Nel 1996, data in cui uscì questo articolo sui quotidiani, erano già circa 25 anni che la mia famigliola versava contributi alla Gescal, essendo normale per noi cittadini emiliani lavorare entrambi in famiglia. Ma le nostre domande per ottenere una casa Gescal o Comunale vennero tutte respinte proprio perchè il cumulo dei redditi familiari superava quello previsto dalle graduatorie e in più, ahinoi, non avevamo né anziani a carico né prole numerosa ma solamente, vergognosamente, egoisticamente, qualunquemente… un solo figlio. Questo per ricordare ai lettori a chi furono assegnate quelle case finanziate dai lavoratori dipendenti, perché spesso ne beneficiarono non meglio precisati lavoratori autonomi che denunciavano redditi da fame o in perdita, oltre ai soliti nuclei plurifamiliari meridionali con il solo capofamiglia occupato. Infatti oggi le più accese proteste sulle assegnazioni e prebende varie vengono proprio  dagli italiani del Sud che si vedono spiazzati dai nuovi poveri, gli immigrati extracomunitari, i quali, sempre attraverso le graduatorie di merito, diventano i “”privilegiati”” degli aiuti comunali. Una ruota che gira, ma, ripeto, una ruota che per noi, che l’abbiamo costruita ed avviata, non ha mai girato.

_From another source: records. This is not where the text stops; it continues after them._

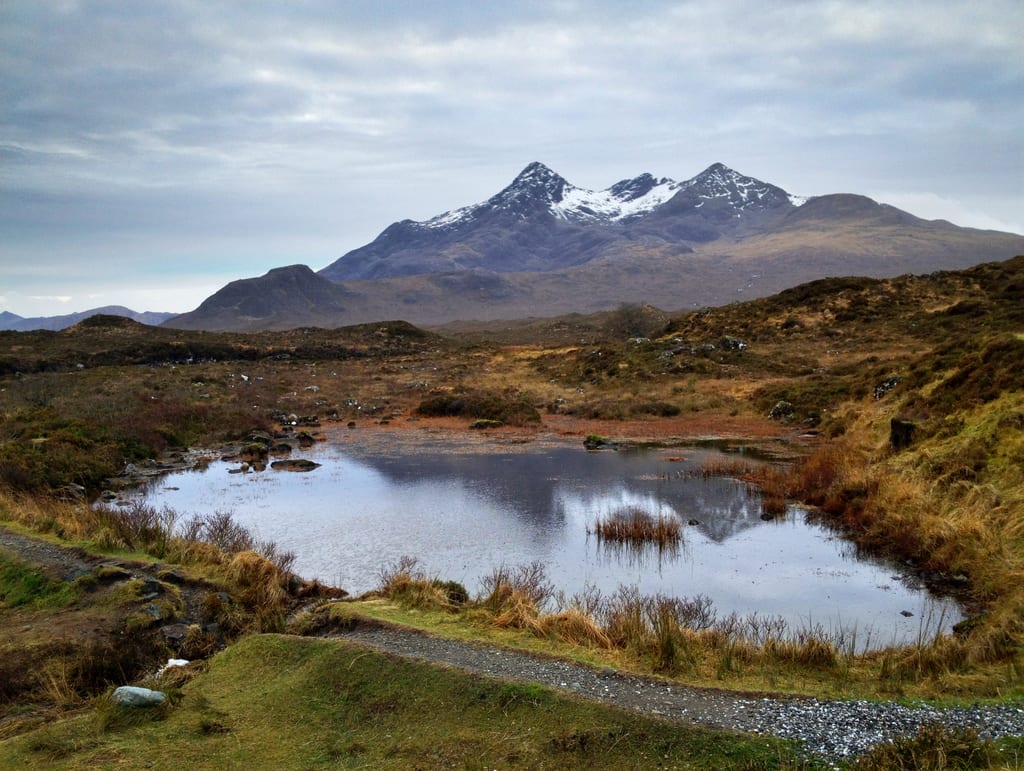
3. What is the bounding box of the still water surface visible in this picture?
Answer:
[147,432,962,645]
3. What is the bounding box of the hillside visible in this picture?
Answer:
[0,256,1024,765]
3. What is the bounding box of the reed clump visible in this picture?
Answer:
[593,506,682,547]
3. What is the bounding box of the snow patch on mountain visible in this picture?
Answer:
[551,174,679,222]
[415,162,807,230]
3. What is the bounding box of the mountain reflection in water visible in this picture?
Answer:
[142,431,962,644]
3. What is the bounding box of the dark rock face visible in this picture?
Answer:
[889,418,918,452]
[270,458,321,471]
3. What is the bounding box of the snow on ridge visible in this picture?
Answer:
[551,179,680,222]
[416,163,794,229]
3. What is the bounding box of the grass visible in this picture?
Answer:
[0,635,804,769]
[0,549,78,610]
[0,258,1024,765]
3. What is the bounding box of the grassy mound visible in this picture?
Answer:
[0,635,796,769]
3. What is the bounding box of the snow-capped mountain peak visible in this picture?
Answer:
[419,161,803,230]
[680,163,796,211]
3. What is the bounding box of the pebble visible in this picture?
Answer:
[341,628,1024,763]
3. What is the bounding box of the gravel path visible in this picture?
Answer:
[337,625,1024,760]
[0,526,1024,760]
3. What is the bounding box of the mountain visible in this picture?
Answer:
[169,163,1024,330]
[0,305,175,332]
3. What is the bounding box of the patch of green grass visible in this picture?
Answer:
[0,552,77,609]
[0,635,799,769]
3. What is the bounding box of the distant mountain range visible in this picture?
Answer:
[108,163,1024,331]
[0,305,175,332]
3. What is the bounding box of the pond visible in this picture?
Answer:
[140,429,962,645]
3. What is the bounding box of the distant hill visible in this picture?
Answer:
[163,163,1024,331]
[0,305,175,332]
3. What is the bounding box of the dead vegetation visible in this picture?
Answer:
[0,250,1024,720]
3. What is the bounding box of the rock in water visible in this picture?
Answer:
[111,685,167,706]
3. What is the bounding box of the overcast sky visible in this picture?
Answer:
[0,0,1024,315]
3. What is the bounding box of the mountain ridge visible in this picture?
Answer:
[0,305,177,332]
[167,162,1024,331]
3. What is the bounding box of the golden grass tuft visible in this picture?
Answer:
[540,608,613,650]
[225,552,289,631]
[492,590,546,637]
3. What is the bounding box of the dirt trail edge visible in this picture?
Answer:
[0,524,1024,759]
[331,622,1024,760]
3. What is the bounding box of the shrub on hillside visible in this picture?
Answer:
[416,391,541,426]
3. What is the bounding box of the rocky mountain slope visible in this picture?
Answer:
[0,305,174,332]
[168,163,1024,331]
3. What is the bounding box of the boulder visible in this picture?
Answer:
[111,685,167,706]
[889,418,918,452]
[270,458,319,471]
[768,400,797,423]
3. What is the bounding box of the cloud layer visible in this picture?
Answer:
[0,0,1024,314]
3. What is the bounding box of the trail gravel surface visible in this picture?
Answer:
[338,624,1024,761]
[0,526,1024,761]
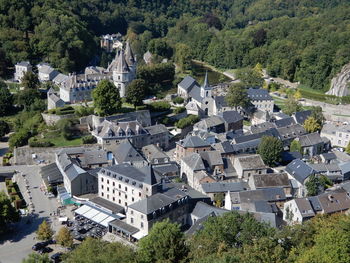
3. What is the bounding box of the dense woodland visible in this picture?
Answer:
[0,0,350,90]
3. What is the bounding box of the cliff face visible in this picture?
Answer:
[326,63,350,97]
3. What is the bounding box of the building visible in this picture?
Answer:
[175,135,211,162]
[247,88,274,113]
[98,163,158,208]
[321,123,350,148]
[233,154,267,180]
[14,61,33,83]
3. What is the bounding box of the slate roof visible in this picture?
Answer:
[293,110,311,125]
[299,132,323,147]
[247,88,273,100]
[178,136,210,148]
[182,153,205,171]
[236,154,266,170]
[222,110,243,123]
[178,76,200,92]
[251,173,290,188]
[201,182,248,193]
[100,163,157,185]
[113,140,145,164]
[275,117,296,128]
[286,159,315,184]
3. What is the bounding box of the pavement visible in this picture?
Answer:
[0,165,61,263]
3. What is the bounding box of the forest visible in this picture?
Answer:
[0,0,350,91]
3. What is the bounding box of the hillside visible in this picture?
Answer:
[0,0,350,91]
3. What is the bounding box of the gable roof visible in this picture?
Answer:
[286,159,315,184]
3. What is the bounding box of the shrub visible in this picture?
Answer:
[82,135,97,144]
[176,115,199,129]
[149,101,171,112]
[173,97,185,104]
[174,107,186,114]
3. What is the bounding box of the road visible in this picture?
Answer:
[0,165,58,263]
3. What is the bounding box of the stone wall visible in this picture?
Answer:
[41,113,75,125]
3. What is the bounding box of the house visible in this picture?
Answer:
[37,63,59,82]
[286,159,315,198]
[283,189,350,224]
[193,116,225,133]
[175,135,211,162]
[247,88,274,113]
[47,88,65,110]
[233,154,267,180]
[321,123,350,148]
[98,163,158,208]
[225,188,286,213]
[292,110,312,125]
[248,173,292,197]
[296,132,328,157]
[126,184,210,236]
[14,61,33,83]
[220,110,243,131]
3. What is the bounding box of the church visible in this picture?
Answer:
[60,41,137,103]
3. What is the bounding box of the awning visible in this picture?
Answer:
[132,231,147,240]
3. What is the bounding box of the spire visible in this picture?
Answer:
[203,70,210,89]
[116,50,130,73]
[125,40,135,66]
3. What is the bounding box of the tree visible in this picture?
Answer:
[21,71,40,89]
[92,80,122,116]
[283,96,302,115]
[304,116,321,133]
[0,80,13,116]
[22,253,51,263]
[290,140,302,153]
[125,79,147,107]
[293,90,302,100]
[64,237,136,263]
[56,227,73,247]
[36,220,53,240]
[138,219,188,263]
[225,83,250,110]
[0,192,20,234]
[258,136,283,166]
[0,120,10,139]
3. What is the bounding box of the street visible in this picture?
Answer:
[0,165,58,263]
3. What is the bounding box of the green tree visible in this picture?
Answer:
[304,116,321,133]
[258,136,283,166]
[21,71,40,89]
[0,120,10,139]
[282,96,302,115]
[0,191,20,234]
[64,237,136,263]
[138,219,188,263]
[56,227,73,247]
[0,80,13,116]
[92,80,122,116]
[22,253,51,263]
[125,79,147,107]
[225,83,250,110]
[290,140,302,153]
[36,220,53,240]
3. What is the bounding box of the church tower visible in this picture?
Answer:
[113,50,132,97]
[201,71,211,98]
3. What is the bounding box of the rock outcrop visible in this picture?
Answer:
[326,63,350,97]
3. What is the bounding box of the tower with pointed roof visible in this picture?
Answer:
[201,71,211,98]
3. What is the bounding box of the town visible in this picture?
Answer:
[0,34,350,262]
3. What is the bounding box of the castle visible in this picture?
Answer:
[59,41,137,103]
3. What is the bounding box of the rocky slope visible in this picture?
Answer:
[326,63,350,97]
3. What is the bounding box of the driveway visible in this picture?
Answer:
[0,165,58,263]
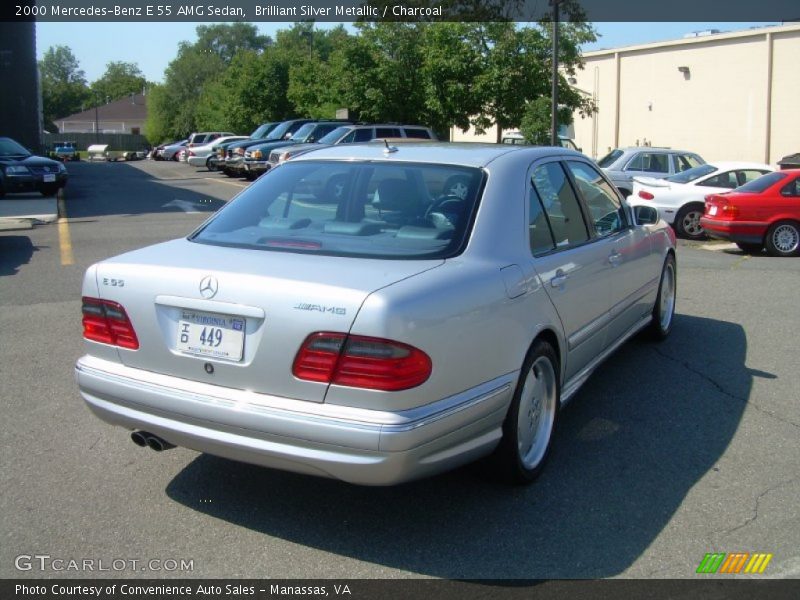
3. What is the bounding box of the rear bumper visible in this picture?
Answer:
[700,217,768,244]
[2,173,69,194]
[75,356,517,485]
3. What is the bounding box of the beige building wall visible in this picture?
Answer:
[574,25,800,164]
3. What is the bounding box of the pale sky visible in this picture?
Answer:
[36,22,778,83]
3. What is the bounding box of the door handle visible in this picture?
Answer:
[550,269,567,289]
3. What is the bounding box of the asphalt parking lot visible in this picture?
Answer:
[0,161,800,579]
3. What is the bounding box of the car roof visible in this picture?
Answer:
[292,142,583,168]
[706,160,775,171]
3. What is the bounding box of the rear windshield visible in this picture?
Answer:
[250,123,278,140]
[736,173,786,194]
[189,161,483,259]
[664,165,719,183]
[317,127,350,144]
[290,123,317,142]
[597,148,624,169]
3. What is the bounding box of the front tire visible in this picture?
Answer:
[765,221,800,256]
[490,340,561,484]
[675,204,706,240]
[650,254,678,341]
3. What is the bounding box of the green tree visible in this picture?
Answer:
[340,22,429,123]
[145,23,270,142]
[286,24,353,118]
[197,48,294,133]
[194,23,272,64]
[91,61,147,101]
[39,46,89,131]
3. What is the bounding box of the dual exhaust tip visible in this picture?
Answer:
[131,431,175,452]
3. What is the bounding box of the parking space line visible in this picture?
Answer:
[58,188,75,266]
[203,177,249,188]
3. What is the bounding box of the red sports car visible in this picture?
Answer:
[700,169,800,256]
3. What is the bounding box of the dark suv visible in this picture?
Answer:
[219,119,312,177]
[0,137,67,197]
[244,120,350,180]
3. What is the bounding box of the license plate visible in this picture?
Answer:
[175,310,245,361]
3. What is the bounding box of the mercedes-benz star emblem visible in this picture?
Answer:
[200,275,219,300]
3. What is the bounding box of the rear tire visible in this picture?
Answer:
[650,254,678,341]
[765,221,800,256]
[736,242,764,254]
[488,340,561,484]
[675,204,706,240]
[39,185,58,198]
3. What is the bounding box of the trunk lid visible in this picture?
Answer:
[95,239,443,402]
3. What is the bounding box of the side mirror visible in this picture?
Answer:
[633,206,658,225]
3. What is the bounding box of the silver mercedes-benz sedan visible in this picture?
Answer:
[76,143,676,485]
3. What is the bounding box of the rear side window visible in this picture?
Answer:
[405,127,432,140]
[529,162,589,254]
[597,148,624,169]
[697,171,739,190]
[375,127,402,137]
[625,152,669,173]
[190,161,483,259]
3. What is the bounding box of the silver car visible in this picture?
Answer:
[597,146,706,198]
[75,143,676,485]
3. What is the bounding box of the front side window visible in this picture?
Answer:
[597,148,624,169]
[530,162,589,250]
[736,172,787,194]
[189,161,483,259]
[737,169,770,185]
[674,154,703,173]
[625,152,669,173]
[567,160,627,237]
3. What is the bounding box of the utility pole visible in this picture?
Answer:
[550,0,560,146]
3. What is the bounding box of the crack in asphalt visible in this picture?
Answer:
[653,348,800,429]
[717,478,797,534]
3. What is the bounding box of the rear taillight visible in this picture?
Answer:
[705,194,739,219]
[83,297,139,350]
[292,332,432,392]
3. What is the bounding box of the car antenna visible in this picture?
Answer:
[383,139,397,154]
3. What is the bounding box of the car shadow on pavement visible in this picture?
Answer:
[64,161,231,219]
[166,315,759,579]
[0,235,38,277]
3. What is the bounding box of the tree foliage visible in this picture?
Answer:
[142,19,595,141]
[39,46,89,131]
[90,61,147,102]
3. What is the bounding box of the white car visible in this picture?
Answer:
[628,162,774,239]
[184,135,248,167]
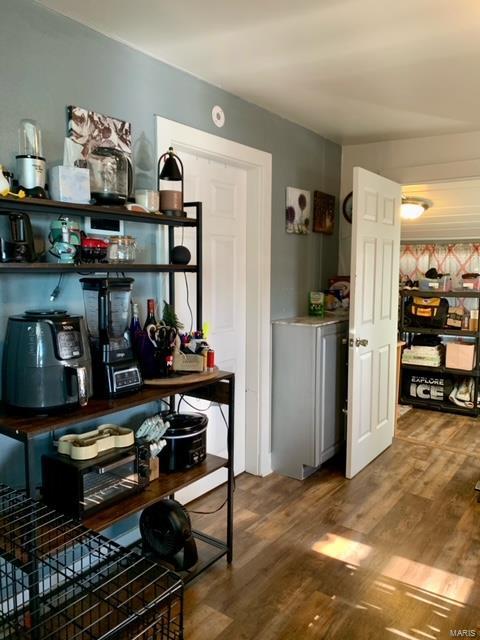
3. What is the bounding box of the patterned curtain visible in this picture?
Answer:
[400,243,480,280]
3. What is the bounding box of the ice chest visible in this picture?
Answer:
[445,342,475,371]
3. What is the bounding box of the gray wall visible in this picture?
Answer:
[0,0,341,318]
[0,0,341,498]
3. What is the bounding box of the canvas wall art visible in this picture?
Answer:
[313,191,335,235]
[286,187,311,235]
[67,106,132,158]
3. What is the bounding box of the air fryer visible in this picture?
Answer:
[140,498,198,571]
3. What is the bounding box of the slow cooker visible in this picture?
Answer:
[158,413,208,472]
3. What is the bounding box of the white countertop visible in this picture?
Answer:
[272,311,348,327]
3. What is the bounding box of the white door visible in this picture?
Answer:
[346,167,401,478]
[175,151,247,501]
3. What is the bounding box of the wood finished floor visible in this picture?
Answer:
[185,410,480,640]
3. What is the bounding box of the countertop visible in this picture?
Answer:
[272,311,348,327]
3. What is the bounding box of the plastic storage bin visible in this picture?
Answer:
[418,275,452,291]
[445,342,475,371]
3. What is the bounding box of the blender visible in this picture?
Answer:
[80,278,142,397]
[16,120,47,198]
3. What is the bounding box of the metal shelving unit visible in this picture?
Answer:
[0,485,183,640]
[0,197,235,640]
[400,289,480,417]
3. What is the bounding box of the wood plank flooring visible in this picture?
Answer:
[186,410,480,640]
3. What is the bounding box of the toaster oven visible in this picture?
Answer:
[42,444,150,518]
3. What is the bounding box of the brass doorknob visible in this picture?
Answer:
[355,338,368,347]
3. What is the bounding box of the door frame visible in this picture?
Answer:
[155,115,272,476]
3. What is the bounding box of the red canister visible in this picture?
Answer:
[207,349,215,371]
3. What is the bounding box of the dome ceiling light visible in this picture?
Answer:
[400,196,433,220]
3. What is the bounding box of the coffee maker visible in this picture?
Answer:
[16,119,47,198]
[80,278,142,397]
[0,213,37,262]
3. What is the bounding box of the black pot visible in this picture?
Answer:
[158,413,208,473]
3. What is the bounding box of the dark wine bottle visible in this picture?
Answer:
[143,298,157,330]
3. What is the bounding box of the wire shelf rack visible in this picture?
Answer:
[0,484,183,640]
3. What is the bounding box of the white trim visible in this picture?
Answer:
[155,116,272,476]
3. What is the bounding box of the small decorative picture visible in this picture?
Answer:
[67,106,132,158]
[286,187,311,235]
[313,191,335,235]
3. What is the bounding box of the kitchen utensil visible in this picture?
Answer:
[88,147,133,205]
[57,424,135,460]
[107,236,137,263]
[2,309,92,411]
[16,119,47,198]
[80,278,142,396]
[80,235,108,263]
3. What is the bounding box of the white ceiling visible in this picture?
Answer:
[38,0,480,144]
[402,178,480,242]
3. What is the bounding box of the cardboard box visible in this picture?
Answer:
[48,166,90,204]
[445,342,475,371]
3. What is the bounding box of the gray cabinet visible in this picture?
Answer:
[272,317,348,480]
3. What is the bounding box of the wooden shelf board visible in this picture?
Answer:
[0,197,197,227]
[0,262,197,274]
[400,289,480,298]
[0,371,233,441]
[83,454,228,531]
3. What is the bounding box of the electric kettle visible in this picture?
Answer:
[2,309,92,413]
[88,147,133,205]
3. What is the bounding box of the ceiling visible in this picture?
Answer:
[38,0,480,144]
[402,178,480,243]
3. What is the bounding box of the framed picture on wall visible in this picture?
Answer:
[312,191,335,235]
[285,187,311,235]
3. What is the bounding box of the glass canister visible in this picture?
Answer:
[107,236,137,263]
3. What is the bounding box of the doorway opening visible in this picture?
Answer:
[395,178,480,456]
[156,116,272,499]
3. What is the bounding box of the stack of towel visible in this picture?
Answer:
[402,345,442,367]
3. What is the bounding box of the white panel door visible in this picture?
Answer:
[175,150,247,501]
[346,167,401,478]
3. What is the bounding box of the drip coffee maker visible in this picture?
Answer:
[80,278,142,396]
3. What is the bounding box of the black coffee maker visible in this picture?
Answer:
[80,278,142,396]
[0,213,37,262]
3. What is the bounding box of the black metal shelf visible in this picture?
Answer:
[0,262,198,275]
[400,289,480,298]
[0,196,197,227]
[400,325,478,338]
[0,485,183,640]
[400,396,478,417]
[402,362,480,378]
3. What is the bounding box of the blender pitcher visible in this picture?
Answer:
[80,278,142,396]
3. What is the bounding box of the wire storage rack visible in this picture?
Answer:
[0,484,183,640]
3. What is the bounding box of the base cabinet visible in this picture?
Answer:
[272,318,348,480]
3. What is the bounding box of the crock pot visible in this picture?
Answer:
[158,413,208,472]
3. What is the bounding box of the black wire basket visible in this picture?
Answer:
[0,484,183,640]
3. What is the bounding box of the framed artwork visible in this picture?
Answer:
[285,187,311,235]
[313,191,335,235]
[67,106,132,158]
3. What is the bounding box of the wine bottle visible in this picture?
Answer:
[143,298,157,330]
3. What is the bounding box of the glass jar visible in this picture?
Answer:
[107,236,137,263]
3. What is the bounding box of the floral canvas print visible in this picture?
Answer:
[313,191,335,235]
[68,106,132,158]
[286,187,311,235]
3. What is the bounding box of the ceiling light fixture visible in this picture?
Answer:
[400,196,433,220]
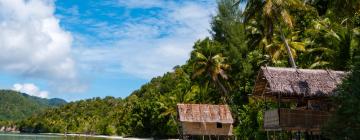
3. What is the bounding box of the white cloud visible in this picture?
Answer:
[71,0,216,79]
[12,83,49,98]
[0,0,85,92]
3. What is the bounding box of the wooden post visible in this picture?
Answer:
[296,131,301,140]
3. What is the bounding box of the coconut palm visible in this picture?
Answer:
[192,38,230,102]
[265,32,305,64]
[244,0,303,67]
[306,18,360,70]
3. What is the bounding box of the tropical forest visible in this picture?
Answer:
[0,0,360,140]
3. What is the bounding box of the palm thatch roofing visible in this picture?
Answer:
[177,104,234,124]
[253,67,346,98]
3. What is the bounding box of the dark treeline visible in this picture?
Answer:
[18,0,360,139]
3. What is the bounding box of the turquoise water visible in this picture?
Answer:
[0,133,107,140]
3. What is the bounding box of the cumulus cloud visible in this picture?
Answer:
[71,0,216,79]
[0,0,85,92]
[12,83,49,98]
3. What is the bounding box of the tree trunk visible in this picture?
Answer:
[279,23,296,68]
[216,80,228,104]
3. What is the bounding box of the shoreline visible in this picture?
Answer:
[38,133,153,140]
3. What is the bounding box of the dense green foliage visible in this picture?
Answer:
[19,0,360,139]
[0,90,66,121]
[324,59,360,140]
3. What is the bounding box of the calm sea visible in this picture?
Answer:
[0,133,108,140]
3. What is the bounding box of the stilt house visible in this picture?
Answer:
[253,67,346,133]
[177,104,234,136]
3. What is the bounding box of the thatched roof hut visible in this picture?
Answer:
[253,67,346,98]
[177,104,234,136]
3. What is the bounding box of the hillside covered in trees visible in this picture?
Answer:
[0,90,66,121]
[14,0,360,139]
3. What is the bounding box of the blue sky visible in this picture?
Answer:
[0,0,216,101]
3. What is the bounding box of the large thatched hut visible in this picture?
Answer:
[177,104,234,136]
[253,67,346,133]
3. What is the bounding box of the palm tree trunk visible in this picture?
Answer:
[279,23,296,68]
[216,80,228,103]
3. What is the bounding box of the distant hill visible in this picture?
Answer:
[0,90,67,121]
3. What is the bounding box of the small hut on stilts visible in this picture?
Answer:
[253,67,346,139]
[177,104,234,140]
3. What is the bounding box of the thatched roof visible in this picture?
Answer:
[253,67,346,97]
[177,104,234,123]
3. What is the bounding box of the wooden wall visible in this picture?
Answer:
[181,122,233,135]
[264,108,329,131]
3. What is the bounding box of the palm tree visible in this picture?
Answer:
[265,32,305,63]
[192,38,230,102]
[244,0,303,68]
[306,18,360,70]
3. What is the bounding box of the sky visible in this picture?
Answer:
[0,0,216,101]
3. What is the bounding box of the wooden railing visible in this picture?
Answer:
[264,108,329,131]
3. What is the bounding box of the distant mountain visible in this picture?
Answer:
[0,90,67,121]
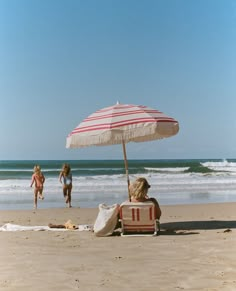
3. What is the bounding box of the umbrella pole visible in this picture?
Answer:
[122,140,130,201]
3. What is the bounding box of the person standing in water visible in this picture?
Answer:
[59,164,72,207]
[30,165,45,209]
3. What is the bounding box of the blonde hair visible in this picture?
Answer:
[62,164,70,176]
[130,177,150,199]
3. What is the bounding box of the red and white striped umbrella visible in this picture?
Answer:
[66,103,179,194]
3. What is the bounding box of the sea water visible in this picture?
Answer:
[0,159,236,209]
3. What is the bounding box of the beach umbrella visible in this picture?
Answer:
[66,102,179,198]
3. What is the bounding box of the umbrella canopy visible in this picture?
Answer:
[66,103,179,196]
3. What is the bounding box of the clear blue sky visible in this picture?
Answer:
[0,0,236,160]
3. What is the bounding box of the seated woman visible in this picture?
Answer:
[129,177,161,219]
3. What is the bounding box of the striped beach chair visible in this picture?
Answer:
[119,201,160,236]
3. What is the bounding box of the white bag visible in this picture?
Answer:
[93,204,119,236]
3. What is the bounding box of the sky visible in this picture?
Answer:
[0,0,236,160]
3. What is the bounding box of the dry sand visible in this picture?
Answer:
[0,203,236,291]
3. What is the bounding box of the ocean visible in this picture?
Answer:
[0,159,236,210]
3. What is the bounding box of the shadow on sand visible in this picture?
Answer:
[160,220,236,235]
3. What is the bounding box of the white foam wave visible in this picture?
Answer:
[201,160,236,173]
[144,167,189,172]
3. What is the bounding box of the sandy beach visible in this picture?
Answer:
[0,203,236,291]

Il problema abitazione oggi ha molteplici facce, e tutte buie. A fronte di una crisi nel settore delle costruzioni, che vede una disoccupazione vicina al 20%, si riscontrano almeno 120 mila case invendute, una bolla immobiliare che inizia a preoccupare, niente in confronto alla Spagna che annovera oltre un milione di case invendute, ma che preoccupa sia investimenti ( -31% ) che mutui casa (-26%). La crisi abbatte le disponibilità finaziarie delle famiglie, molti non riescono più a pagare: negli ultimi dodici mesi sono stati 50 mila gli sfrattati e le proroghe non sono più possibili. Le case popolari non si sono costruite, come abbiamo visto, ed ora ci sono 650 mila famiglie che avrebbero sì i requisiti per occupare un alloggio popolare ma non hanno la possibilità di accedervi perché mancano le strutture ! Quando io uscii di casa a soli 22 anni, un affitto equivaleva ad un terzo di uno stipendio medio, ora equivale alla metà dello stipendio, essendo i primi aumentati e gli stipendi ridotti. Lo stereotipo di vita dei nostri padri:  un tetto sulla testa poco prima di sposarsi, lavoro fisso, pensione a 53 anni, lauto TFR,  è finito nei libri di fiabe per bambini: mentre a metà degli anni ’60 erano sufficienti 3,5 anni di stipendio per farsi un tetto, oggi per comprare una casa in una zona urbana semicentrale servono 9 anni di stipendio medio, sempre se uno è fortunato e lavora con una certa continuità.